De fato, a norma inscrita no art. 105 do Regimento Interno da Câmara Municipal outorga ao Presidente do Legislativo a possibilidade de devolução ao autor de proposições maculadas por manifesta inconstitucionalidade (art. 105, II), alheias à competência da Câmara (art. 105, I) ou de caráter pessoal (art. 105, III). Solução similar é encontrada no Regimento Interno da Câmara dos Deputados (art. 137, § 1º) – parlamento em que o controle vem sendo exercido –, no Regimento Interno do Senado Federal (art. 48, XI – em que a solução é o arquivamento) e em diversos outros regimentos de casas legislativas pátrias.

A doutrina trata do sentido da norma jurídica inscrita no art. 105 do Regimento Interno caracterizando-o como o instituto do controle de constitucionalidade político ou preventivo, sendo tal controle exercido dentro do Parlamento, através de exame superficial pela Presidência da Mesa Diretora, considerado controle preventivo de constitucionalidade interno, antes que a proposição possa percorrer o trâmite legislativo.
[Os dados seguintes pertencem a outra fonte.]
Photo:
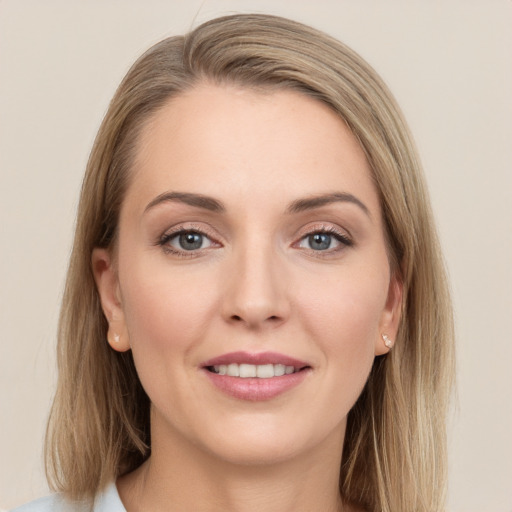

Via de regra, a devolução se perfaz por despacho fundamentado da Presidência, indicando o artigo constitucional violado, podendo o autor recorrer da decisão ao Plenário (art. 105, parágrafo único).

 2.1. COMPETÊNCIA

Dispõe o artigo 30 da Constituição Federal, prevendo a faculdade normativa dos Municípios, através da capacidade de editar leis locais próprias ou legislação suplementar às leis estaduais e federais:

Art. 30. Compete aos Municípios:

I - legislar sobre assuntos de interesse local;

II - suplementar a legislação federal e a estadual no que couber;

A doutrina de Alexandre de Moraes leciona que "interesse local refere-se aos interesses que disserem respeito mais diretamente às necessidades imediatas do município, mesmo que acabem gerando reflexos no interesse regional (Estados) ou geral (União)". (in Constituição do Brasil Interpretada e Legislação Constitucional. 9ª ed., São Paulo: Atlas, 2013, p. 740).

Verifica-se que não existe norma federal a respeito de concessão de meia-entrada a doadores de sangue para ingresso em espetáculos teatrais e musicais, exposições de arte, exibições cinematográficas e demais manifestações culturais e/ou esportivas.

Há controvérsia quanto à competência do Município para legislar sobre a matéria objeto do PL nº 067/2021. Verifica-se haver jurisprudência que considera que, ao estabelecer a meia-entrada para doadores de medula óssea, a proposição trata de direito econômico, matéria de competência legislativa concorrente entre a União e os Estados, nos termos do art. 24, I da CRFB/1988, verbis:

Art. 24. Compete à União, aos Estados e ao Distrito Federal legislar concorrentemente sobre:

I - direito tributário, financeiro, penitenciário, econômico e urbanístico; (...)

§ 1º No âmbito da legislação concorrente, a competência da União limitar-se-á a estabelecer normas gerais.

§ 2º A competência da União para legislar sobre normas gerais não exclui a competência suplementar dos Estados.

§ 3º Inexistindo lei federal sobre normas gerais, os Estados exercerão a competência legislativa plena, para atender a suas peculiaridades.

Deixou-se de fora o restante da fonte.